The key feature of proline by which it quenches singlet oxygen in somatic cells is the secondary amine structure of pyrrolidine [54]. In our previous study, we showed that the exposure of boar sperm to DL-pipecolinic acid shared secondary amine with proline improved sperm progressive motility; however, the THFA failed to do so, because lacks a secondary amine. Therefore, it is noteworthy that the antioxidative effect which proline exhibits in sperm is as a result of its secondary amine structure [36]. Proline dehydrogenase is an oxidoreductase enzyme that catalyzes proline for redox. Proline dehydrogenase mainly catalyzes the dehydrogenation of the ketone group (-RCO) and alkyl group (-CH2-CH2-) of proline. After dehydrogenation, proline forms P5C, which is then converted to glutamic acid or reduced to proline under the action of P5CDH or P5CR, respectively, with either NADH or NADPH as cofactors [36]. In this study, we demonstrated that the PRODH was expressed in the post-thaw goat sperm post-acrosome and the tail. The location of PRODH in post-thaw goat sperm was quite different from its location in boar sperm [36]; this might be due to the different species. Interestingly, our results show that PRODH activity in post-thaw goat sperm was enhanced with proline addition during cryopreservation. Thus, PRODH is involved in proline’s characteristic protective role in post-thaw goat sperm.

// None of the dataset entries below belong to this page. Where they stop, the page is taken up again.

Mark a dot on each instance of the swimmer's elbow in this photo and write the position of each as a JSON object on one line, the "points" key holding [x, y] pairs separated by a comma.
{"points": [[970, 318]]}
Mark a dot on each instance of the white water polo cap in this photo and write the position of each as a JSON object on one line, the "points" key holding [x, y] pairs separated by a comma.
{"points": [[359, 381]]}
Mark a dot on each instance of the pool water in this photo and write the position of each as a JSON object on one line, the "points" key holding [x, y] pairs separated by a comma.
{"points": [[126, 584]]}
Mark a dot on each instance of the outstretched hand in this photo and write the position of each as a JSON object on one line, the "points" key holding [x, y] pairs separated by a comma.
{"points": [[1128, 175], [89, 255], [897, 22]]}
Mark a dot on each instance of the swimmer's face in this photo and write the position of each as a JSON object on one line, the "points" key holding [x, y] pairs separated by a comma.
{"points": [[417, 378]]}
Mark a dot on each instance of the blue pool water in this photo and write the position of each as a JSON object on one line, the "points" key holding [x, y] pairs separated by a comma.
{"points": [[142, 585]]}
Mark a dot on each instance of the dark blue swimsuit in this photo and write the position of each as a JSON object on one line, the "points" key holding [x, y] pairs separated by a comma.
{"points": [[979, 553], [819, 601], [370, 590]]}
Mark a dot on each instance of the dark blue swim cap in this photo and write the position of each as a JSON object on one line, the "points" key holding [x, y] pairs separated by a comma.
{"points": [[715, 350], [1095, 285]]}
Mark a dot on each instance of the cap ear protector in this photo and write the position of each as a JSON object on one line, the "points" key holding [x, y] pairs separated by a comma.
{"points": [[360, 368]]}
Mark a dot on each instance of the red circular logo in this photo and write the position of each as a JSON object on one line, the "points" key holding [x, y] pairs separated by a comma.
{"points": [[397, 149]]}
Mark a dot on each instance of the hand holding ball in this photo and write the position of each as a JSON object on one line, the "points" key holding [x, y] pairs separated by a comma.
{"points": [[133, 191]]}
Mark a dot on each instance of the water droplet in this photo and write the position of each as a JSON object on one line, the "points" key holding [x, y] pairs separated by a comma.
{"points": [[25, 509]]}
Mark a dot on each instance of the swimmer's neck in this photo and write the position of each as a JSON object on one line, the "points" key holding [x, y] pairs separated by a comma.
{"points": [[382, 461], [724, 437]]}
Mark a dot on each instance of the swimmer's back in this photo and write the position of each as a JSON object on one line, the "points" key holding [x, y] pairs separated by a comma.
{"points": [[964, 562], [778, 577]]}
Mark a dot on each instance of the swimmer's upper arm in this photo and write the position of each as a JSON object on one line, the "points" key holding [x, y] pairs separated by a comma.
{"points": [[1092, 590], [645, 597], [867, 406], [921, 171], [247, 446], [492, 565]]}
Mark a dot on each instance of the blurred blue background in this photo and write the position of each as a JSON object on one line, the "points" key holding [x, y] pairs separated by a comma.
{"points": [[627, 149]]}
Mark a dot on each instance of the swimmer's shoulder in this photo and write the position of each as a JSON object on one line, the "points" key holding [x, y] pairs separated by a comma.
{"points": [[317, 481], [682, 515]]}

In addition, when post-thaw goat sperm apoptosis was evaluated in this study, we observed that the levels of caspase 3 and caspase 9 in post-thaw goat sperm decreased significantly with the addition of proline to the freezing medium. GSH/GSSG is one of the key factors for regulating the mitochondrial permeability transition pore (PTP). The reduction of the GSH/GSSG would make PTPs open, and initiate the release of apoptosis initiating factors which include cytochrome C, apoptotic protease activator and apoptosis-inducing factor from mitochondria, then activating caspase 9 and caspase 3 [55,56]. Thus, supplementation of proline might reduce sperm apoptosis via improving the GSH/GSSG level to protect mitochondria in post-thaw sperm.

5. Conclusions

Supplementation of proline in the freezing medium enhanced post-thaw goat sperm quality by regulation of the sperm redox homeostasis. Proline protects goat sperm against ROS stress via the PRODH-mediated metabolism. Overall, our study provides a novel insight into the use of proline in sperm supplementation to enhance post-thaw goat sperm quality during cryopreservation.